After surpassing the $30,000 mark last week, BTC experienced a U-shape fall followed by rise on Friday night, but its volatility did not fluctuate a lot (24H +0.3%). In contrast, ETH reached a value of 1965.24 today, edging closer to the highly anticipated 2000 mark. This surge prompted increased options buying in the market, leading to a further rise in volatility. By 16:00, it had climbed an additional 2% from the previous trading day.
In the options market, as ETH approached the key milestone of 2000, short-term implied volatility saw a significant increase, peaking on 7th July. The at-the-money (ATM) volatility for this week's delivery rose by 6.4% to 43.77%. Similarly, the longer-term volatility also experienced a rise, shifting from 4.28% to 43.43%. On the other hand, BTC has lost its recent prominence in the narrative. While its front-end implied volatility has been driven up, it no longer maintains the high relative volatility premium it once had compared to ETH.
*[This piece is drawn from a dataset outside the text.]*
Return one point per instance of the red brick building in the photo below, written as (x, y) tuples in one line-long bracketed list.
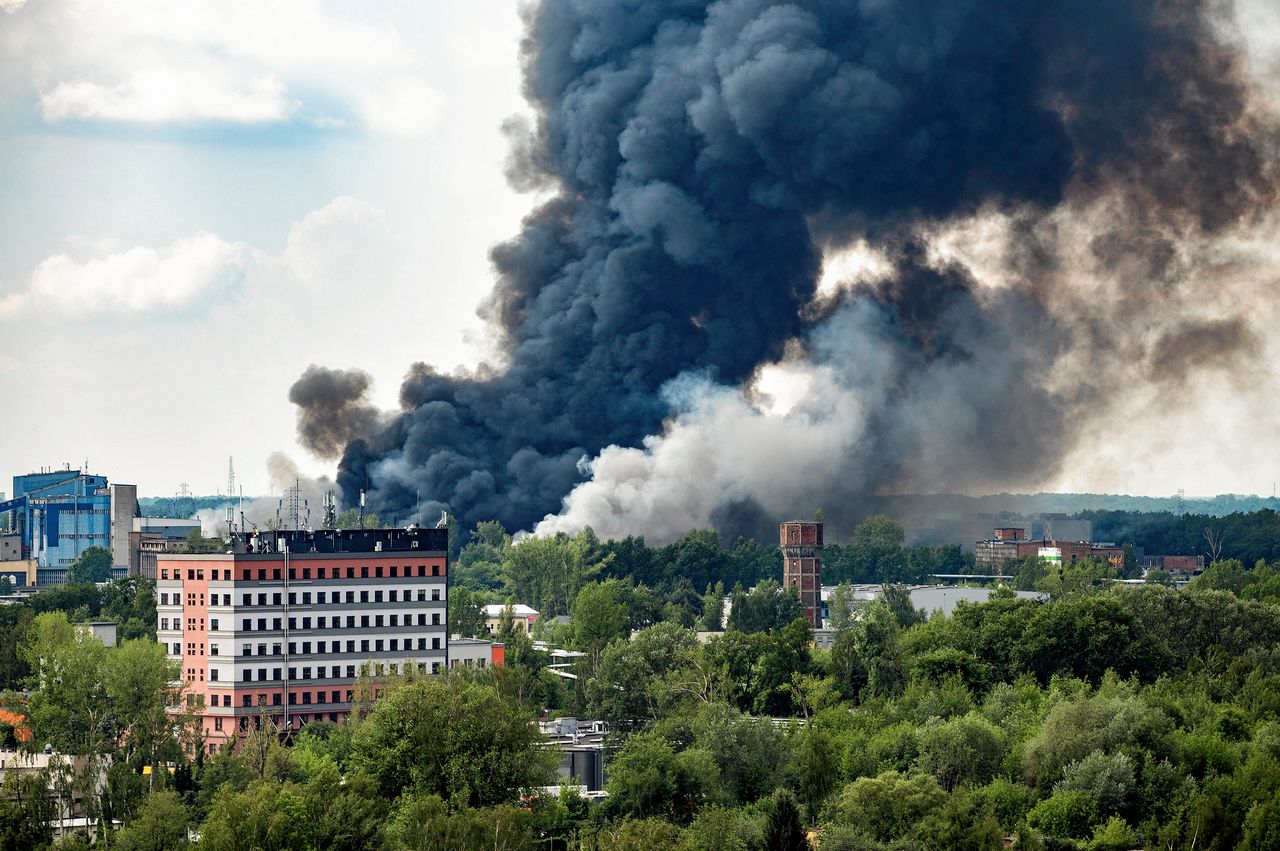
[(287, 621), (801, 564)]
The question of whether ETH can reclaim the $2000 level in short term has become a prominent topic among traders. There is notable activity among Deribit retail investors, with a significant number of call options being traded on various expiration dates in July. As a result, the 1-week risk reversal (RR) has experienced a sharp surge overnight reaching 5.23%. Additionally, we observe an increase in middle-to-short-term skews in August and earlier, all hovering around the 3% level. Despite BTC's cooling down, the skew has not decreased, and the crucial period continues to remain around 5%.



In the past few trading days, the options market has experienced low trading volumes. In the last 24 hours, BTC and ETH recorded volumes of only 493.45 million and 235.30 million respectively. The most notable trade in BTC involved the purchase of a calendar call spread. Traders bought a substantial number of short-term 31500/32000 call options while simultaneously selling 34000 calls that would expire at a later date. On the ETH side, there were more call spreads, with the market still placing bets around the 2000 level and selling options further out in exchange for some premium.
Considering the recent performance of BTC following its breakthrough of the $30,000 level, the market has slightly adjusted its trend expectation regarding a potential breakthrough of the $2000 level for ETH. On the other hand, a significant number of Short Risk Reversal strategies can be observed in the ETH bulk market. Traders are selling call options after the 2000 level and buying an equal amount of put options for protection. Given the current high premium on call options, this presents an opportunity for engaging in riskier strategies in the near future. For those holding spot positions, this strategy could also serve as a viable covered approach.